One click and sent: E-mails are an integral part of our everyday lives. But when it comes to important messages, you should make sure that they have arrived – this also applies to employment law.
In the event of a dispute, anyone who has sent an e-mail must also provide proof that it has reached the recipient. This is shown by a corresponding decision by the Cologne Regional Labor Court (Az.: 4 Sa 315/21), to which the Labor Law Working Group of the German Lawyers’ Association (DAV) refers.
The specific case: The plaintiff is a pilot and completed his training within the later defendant group. He had received a loan of 60,000 euros from a company for further training. It was stipulated in the contract that this did not have to be repaid if the employer did not offer the man a job within five years of completing the training. The agreement literally said: “If the borrower is not offered a cockpit job within five years of the end of the training course for operational reasons, in particular due to a lack of pilots, L will waive the repayment of the loan.”
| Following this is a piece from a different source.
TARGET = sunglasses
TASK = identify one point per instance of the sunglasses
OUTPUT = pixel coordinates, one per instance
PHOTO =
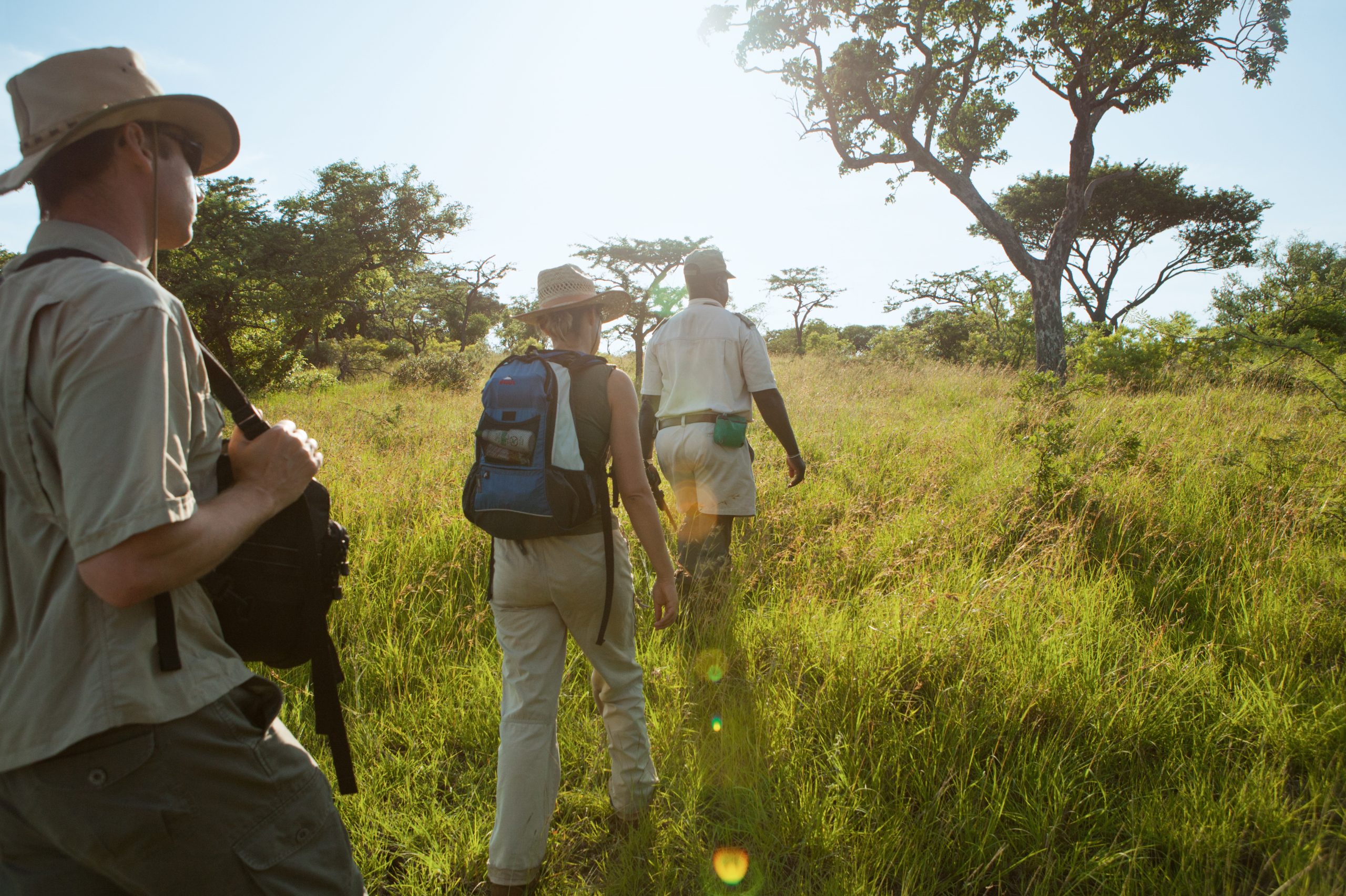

An employment relationship was established. But there was a dispute about the day on which the offer should have been received. Supposedly on the last day of the deadline, at least the employer claimed, and deducted the money from the man’s salary in installments. However, he went to court. The mail only arrived three days after the deadline, he argued in court.
Both the labor court and the state labor court ruled in favor of the plaintiff. The man successfully opposed the deduction and was able to demand the withheld wages. According to the judgement, the company was not entitled not to pay out EUR 500.00 net of the remuneration claim.
According to the LAG, the employer could not prove that the plaintiff received the e-mail with the job offer on time. Neither the mere sending of the mail nor the fact that the e-mail sender did not receive an undeliverable message is sufficient for this. For example, the sender could have requested a read receipt.